Optimal Dyck Reachability for Data-dependence and Alias Analysis
A fundamental algorithmic problem at the heart of static analysis is Dyck reachability. The input is a graph where the edges are labeled with different types of opening and closing parentheses, and the reachability information is computed via paths whose parentheses are properly matched. We present new results for Dyck reachability problems with applications to alias analysis and data-dependence analysis. Our main contributions, that include improved upper bounds as well as lower bounds that establish optimality guarantees, are as follows:
First, we consider Dyck reachability on bidirected graphs, which is the standard way of performing field-sensitive points-to analysis. Given a bidirected graph with $n$ nodes and $m$ edges, we present: (i)~an algorithm with worst-case running time $O(m + n \cdot \alpha(n))$, where $\alpha(n)$ is the inverse Ackermann function, improving the previously known $O(n^2)$ time bound; (ii)~a matching lower bound that shows that our algorithm is optimal wrt to worst-case complexity; and (iii)~an optimal average-case upper bound of $O(m)$ time, improving the previously known $O(m \cdot \log n)$ bound.

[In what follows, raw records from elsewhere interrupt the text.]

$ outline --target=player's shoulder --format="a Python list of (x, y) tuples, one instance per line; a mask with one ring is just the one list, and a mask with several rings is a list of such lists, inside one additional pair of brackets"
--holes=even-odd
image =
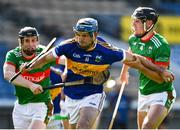
[(131, 34), (129, 36), (128, 42), (131, 43), (131, 42), (135, 41), (136, 39), (137, 39), (137, 37), (134, 34)]
[(69, 38), (69, 39), (66, 39), (66, 40), (61, 41), (61, 42), (60, 42), (60, 45), (61, 45), (61, 46), (62, 46), (62, 45), (70, 45), (70, 44), (73, 44), (73, 43), (75, 43), (75, 42), (76, 42), (75, 38)]
[(20, 47), (18, 46), (18, 47), (14, 48), (14, 49), (9, 50), (7, 52), (7, 55), (15, 55), (16, 57), (21, 56), (22, 54), (21, 54), (21, 51), (20, 51)]
[(156, 33), (150, 40), (153, 42), (156, 48), (169, 46), (169, 43), (166, 40), (166, 38), (160, 35), (159, 33)]

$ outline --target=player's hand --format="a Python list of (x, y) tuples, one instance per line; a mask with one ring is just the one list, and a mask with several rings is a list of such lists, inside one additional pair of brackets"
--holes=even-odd
[(65, 82), (65, 81), (66, 81), (66, 78), (67, 78), (67, 72), (64, 71), (64, 72), (61, 74), (62, 82)]
[(125, 84), (129, 84), (129, 72), (121, 74), (119, 80), (121, 84), (123, 82), (125, 82)]
[(26, 67), (27, 67), (27, 63), (25, 62), (25, 63), (23, 63), (21, 66), (20, 66), (20, 68), (19, 68), (19, 70), (23, 73), (23, 72), (26, 72), (26, 71), (28, 71), (27, 69), (26, 69)]
[(140, 70), (143, 67), (143, 65), (142, 65), (140, 59), (136, 55), (134, 55), (134, 57), (135, 57), (135, 60), (126, 61), (126, 62), (124, 62), (124, 64), (128, 65), (131, 68)]
[(174, 75), (169, 70), (164, 70), (160, 75), (165, 82), (172, 82), (174, 80)]
[(42, 88), (42, 86), (41, 85), (39, 85), (39, 84), (32, 84), (31, 86), (30, 86), (30, 89), (31, 89), (31, 91), (33, 92), (33, 94), (40, 94), (40, 93), (42, 93), (43, 92), (43, 88)]

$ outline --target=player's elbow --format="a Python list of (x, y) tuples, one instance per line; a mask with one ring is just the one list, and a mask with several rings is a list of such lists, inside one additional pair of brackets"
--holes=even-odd
[(10, 73), (9, 72), (4, 72), (4, 79), (6, 79), (6, 80), (10, 80)]
[(164, 82), (164, 80), (162, 78), (157, 78), (155, 80), (158, 84), (162, 84)]

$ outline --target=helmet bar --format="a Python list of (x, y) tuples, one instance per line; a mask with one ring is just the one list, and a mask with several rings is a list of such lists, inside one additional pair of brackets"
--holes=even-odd
[(19, 31), (19, 37), (20, 38), (31, 37), (31, 36), (39, 36), (39, 33), (36, 30), (36, 28), (24, 27)]

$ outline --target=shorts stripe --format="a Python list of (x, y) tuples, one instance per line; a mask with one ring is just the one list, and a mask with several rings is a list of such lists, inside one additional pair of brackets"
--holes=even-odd
[(101, 99), (100, 99), (99, 106), (98, 106), (98, 110), (99, 110), (99, 111), (102, 110), (102, 107), (103, 107), (103, 103), (104, 103), (105, 98), (106, 98), (106, 95), (105, 95), (105, 93), (103, 92), (103, 93), (102, 93), (102, 96), (101, 96)]
[(174, 103), (174, 100), (175, 100), (175, 96), (173, 95), (173, 91), (171, 92), (167, 92), (167, 100), (166, 100), (166, 103), (165, 103), (165, 107), (167, 108), (167, 110), (169, 111), (172, 107), (172, 104)]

Second, we consider the problem of context-sensitive data-dependence analysis, where the task is to obtain analysis summaries of library code in the presence of callbacks. Our algorithm preprocesses libraries in almost linear time, after which the contribution of the library in the complexity of the client analysis is only linear, and only wrt the number of call sites.
Third, we prove that combinatorial algorithms for Dyck reachability on general graphs with truly sub-cubic bounds cannot be obtained without obtaining sub-cubic combinatorial algorithms for Boolean Matrix Multiplication, which is a long-standing open problem. Thus we establish that the existing combinatorial algorithms for Dyck reachability are (conditionally) optimal for general graphs.
Finally, we provide a prototype implementation of our algorithms for both alias analysis and data-dependence analysis. Our experimental evaluation demonstrates that the new algorithms significantly outperform all existing methods on the two problems, over real-world benchmarks.